It is not a rare occurrence when a co-worker sends an early e-mail stating that he or she will be working from home that day. Thanks to digital tools such as VPNs and video conferencing, the percentage of employees working from home has doubled since 1980. Many employers gladly encourage employees to work from home; however, others remain skeptical of productivity levels and unnecessary interruptions.
Some factors that contribute to your boss’ reluctance to allow you to work from home include: lack of face-to-face communication, distractions, slacking off and no accountability. And those who do work from home have admitted that children, pets, television and errands contribute to the list of distractions. However, an infographic with compiled information from Stanford University states that 44% of employees claim working from home offers less distractions than working from the office.

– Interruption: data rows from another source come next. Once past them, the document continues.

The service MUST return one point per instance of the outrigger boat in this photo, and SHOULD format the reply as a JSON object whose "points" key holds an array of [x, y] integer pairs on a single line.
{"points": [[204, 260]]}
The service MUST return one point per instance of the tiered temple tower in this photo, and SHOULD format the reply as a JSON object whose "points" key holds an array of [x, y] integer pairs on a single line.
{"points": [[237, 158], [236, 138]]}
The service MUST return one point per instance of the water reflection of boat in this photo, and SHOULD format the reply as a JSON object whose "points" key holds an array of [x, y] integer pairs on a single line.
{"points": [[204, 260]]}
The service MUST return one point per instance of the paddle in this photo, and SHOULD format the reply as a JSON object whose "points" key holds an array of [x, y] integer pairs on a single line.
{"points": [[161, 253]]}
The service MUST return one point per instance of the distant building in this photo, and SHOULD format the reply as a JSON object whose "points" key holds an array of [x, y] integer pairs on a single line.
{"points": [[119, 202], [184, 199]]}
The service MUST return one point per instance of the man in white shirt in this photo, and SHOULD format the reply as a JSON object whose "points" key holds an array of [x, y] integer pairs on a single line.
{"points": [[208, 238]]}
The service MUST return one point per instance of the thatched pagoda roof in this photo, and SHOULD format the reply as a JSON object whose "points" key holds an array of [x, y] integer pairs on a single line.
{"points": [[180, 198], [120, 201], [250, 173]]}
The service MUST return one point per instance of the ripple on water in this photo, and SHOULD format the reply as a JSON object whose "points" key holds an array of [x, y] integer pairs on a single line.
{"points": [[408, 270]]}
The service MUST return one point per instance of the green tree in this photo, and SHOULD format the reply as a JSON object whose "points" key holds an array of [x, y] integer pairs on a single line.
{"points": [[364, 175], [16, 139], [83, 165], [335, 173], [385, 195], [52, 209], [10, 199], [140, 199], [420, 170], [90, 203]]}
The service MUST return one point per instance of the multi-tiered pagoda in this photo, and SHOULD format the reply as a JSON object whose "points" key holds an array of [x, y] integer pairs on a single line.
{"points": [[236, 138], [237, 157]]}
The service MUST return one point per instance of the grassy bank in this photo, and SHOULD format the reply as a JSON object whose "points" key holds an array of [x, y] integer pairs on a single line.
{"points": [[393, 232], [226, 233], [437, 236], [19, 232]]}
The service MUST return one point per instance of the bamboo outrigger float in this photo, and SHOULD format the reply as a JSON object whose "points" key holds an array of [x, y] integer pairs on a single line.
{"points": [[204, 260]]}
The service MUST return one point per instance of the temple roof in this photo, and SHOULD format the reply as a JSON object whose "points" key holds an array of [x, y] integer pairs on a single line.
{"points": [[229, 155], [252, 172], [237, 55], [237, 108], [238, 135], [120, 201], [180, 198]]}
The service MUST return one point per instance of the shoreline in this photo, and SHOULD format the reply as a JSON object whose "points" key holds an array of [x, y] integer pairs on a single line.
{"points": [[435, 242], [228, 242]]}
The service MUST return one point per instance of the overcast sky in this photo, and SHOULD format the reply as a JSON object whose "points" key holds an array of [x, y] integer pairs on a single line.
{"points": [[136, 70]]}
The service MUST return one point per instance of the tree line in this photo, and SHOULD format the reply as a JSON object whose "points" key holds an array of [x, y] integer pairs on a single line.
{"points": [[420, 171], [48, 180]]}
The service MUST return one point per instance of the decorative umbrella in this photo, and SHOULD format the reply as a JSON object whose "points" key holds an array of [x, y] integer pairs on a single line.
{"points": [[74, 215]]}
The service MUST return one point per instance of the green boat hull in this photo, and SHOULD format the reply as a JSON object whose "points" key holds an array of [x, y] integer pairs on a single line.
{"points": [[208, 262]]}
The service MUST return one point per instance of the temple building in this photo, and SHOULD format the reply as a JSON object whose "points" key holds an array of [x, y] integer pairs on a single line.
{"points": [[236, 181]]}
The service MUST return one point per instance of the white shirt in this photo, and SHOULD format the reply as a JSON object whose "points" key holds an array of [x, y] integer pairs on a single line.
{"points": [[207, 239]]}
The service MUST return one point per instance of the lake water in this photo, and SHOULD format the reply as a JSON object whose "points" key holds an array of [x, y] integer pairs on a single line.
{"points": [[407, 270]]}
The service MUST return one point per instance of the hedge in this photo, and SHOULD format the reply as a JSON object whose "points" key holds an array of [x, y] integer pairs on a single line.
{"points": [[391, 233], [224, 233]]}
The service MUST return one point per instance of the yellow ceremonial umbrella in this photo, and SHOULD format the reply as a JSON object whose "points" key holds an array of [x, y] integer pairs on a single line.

With that said, the amount of at-home distractions is incomparable to the increase of work-related productivity. According to “Does Working from Home Work?”, a 2012 study by Brown University, working from home can increase worker performance by 12% and substantially increase job satisfaction. Furthermore, employees save a large amount of commuting time by working from home. With this extra time employees are able to relax, spend time with their families and, of course, spend more time working.
As it becomes more common, remember to consider the digital tools that make working from home a seamless transition. For example, VPNs allow workers to connect to the necessary servers to retrieve work files. The secure networks keeps company data protected and even allows remote IT maintenance. Video conferencing also grants at-home employees the opportunity to participate in meetings and remain part of important, relationship-building face-to-face interactions.